Writing The History Of The Future 2
Kunst & Ausstellungen // Artikel vom 12.09.2019
Ganz nach dem Motto „Zurück in die Zukunft“ setzt das ZKM die Reise durch die eigene Sammlungsgeschichte fort.
Und zeigt damit: Was einst als künstlerische Utopie begann, prägt heute das Bild unserer Wirklichkeit. Teil eins entführt in die Frühgeschichte der Digitalisierung der Kunst seit den 1950er Jahren und präsentiert wegweisende Objekte von Künstlern, die – auf der Suche nach den Algorithmen des Schöpferischen – mit der Programmierbarkeit von Kunst experimentierten. Mit Teil zwei wächst die Ausstellung im Lichthof durch großformatige Pionierarbeiten der Video- und Computerkunst zu einem beeindruckenden Rückblick auf 30 Jahre ZKM an: Nam June Paiks berühmtes „Versailles Fountain“ ist dabei nur eines von rund 500 Exponaten.
Ausstellungsrezension von Michaela Mansuroglu
Zur Eröffnung von Teil zwei (20.7.) führten Kuratorin Magrit Rosen und Kurator Peter Weibel durch beide Phasen der Ausstellung. Ein absolutes Highlight: Einige der ausgestellten KünstlerInnen, darunter Timm Ulrichs, Jill Scott, Oskar Beckmann, Kirsten Geisler, Ira Schneider und Alba Urbano waren zu Gast und gaben einen persönlichen Einblick in ihr Schaffen. So berichtete Urbano, dass das, woran sie in den 90er Jahren mit „Touch Me“ arbeitete, damals noch ein Novum war: Heute gilt der Touchscreen als Alltagsgegenstand. Ein Phänomen, das Rosen und Weibel als Charakteristikum der Kunst verstehen: Erkenntnisse sichtbar zu machen, noch bevor die Welt sie als solche anerkenne. Interaktiv und höchst unterhaltsam ist die Arbeit von Christa Sommerer und Laurent Mignonneau: Stellt man sich vor den Monitor wie vor einen Spiegel, formieren sich unzählige schwarze Fliegen rasch zur eigenen Silhouette und kreieren so, passend zum Titel, ein „Portait On The Fly“. Das Publikum wird dynamisches Bildmotiv.

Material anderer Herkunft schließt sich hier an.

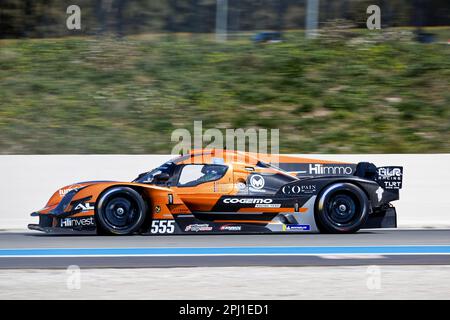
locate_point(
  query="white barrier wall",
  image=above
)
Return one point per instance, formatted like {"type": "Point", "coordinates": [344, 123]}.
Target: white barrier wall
{"type": "Point", "coordinates": [27, 182]}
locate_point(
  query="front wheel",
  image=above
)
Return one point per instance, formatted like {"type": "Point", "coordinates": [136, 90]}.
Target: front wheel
{"type": "Point", "coordinates": [341, 208]}
{"type": "Point", "coordinates": [120, 211]}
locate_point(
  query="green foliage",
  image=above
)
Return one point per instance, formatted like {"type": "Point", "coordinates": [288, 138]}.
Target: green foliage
{"type": "Point", "coordinates": [103, 95]}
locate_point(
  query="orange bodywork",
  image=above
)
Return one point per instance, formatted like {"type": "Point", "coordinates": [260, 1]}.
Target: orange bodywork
{"type": "Point", "coordinates": [185, 200]}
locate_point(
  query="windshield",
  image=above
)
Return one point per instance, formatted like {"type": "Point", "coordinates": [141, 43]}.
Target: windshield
{"type": "Point", "coordinates": [151, 177]}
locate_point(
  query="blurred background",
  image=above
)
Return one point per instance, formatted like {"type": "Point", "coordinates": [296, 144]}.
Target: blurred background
{"type": "Point", "coordinates": [138, 69]}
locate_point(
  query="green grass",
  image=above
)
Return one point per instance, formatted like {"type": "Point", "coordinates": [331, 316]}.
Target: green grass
{"type": "Point", "coordinates": [89, 95]}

Gleich drei Kameras und 15 pyramidal gestaffelte Monitore sorgen bei Frank Gillettes Videoinstallation „Track/Trace“ dafür, dass der Rezipient Beobachter und Beobachtungsobjekt zugleich ist. Arbeiten, wie Geislers virtuell erschaffene Figur in „Who Are You?“, hinterfragen das Zustandekommen von Bildern und die Identifizierbarkeit von Virtualität und Realität. Beim Streicheln der sensiblen Musikpflanzen, „Akousmaflore“ von Scenocosme, wird eine Soundkulisse ausgelöst, die nicht von dieser Welt zu sein scheint. Die Grenze zwischen Produktion und Rezeption radikal hinterfragend bezeugt der Blick auf 30 Jahre ZKM, wie sich die Art, die Welt zu sehen und zu (re-)konstruieren, drastisch verändert hat: Wie speichern und bewahren wir Geschichte? Wie manifestieren sich Fiktion und Zukunftsvision im Medium? In ihrer Intermedialität und Interaktivität regen die ausgestellten Arbeiten zum Weiterdenken an. Karlsruhe bewirbt sich gemeinsam mit dem ZKM für den Unseco-Titel der Medienstadt – bei diesem imposanten Portfolio, kein Wunder.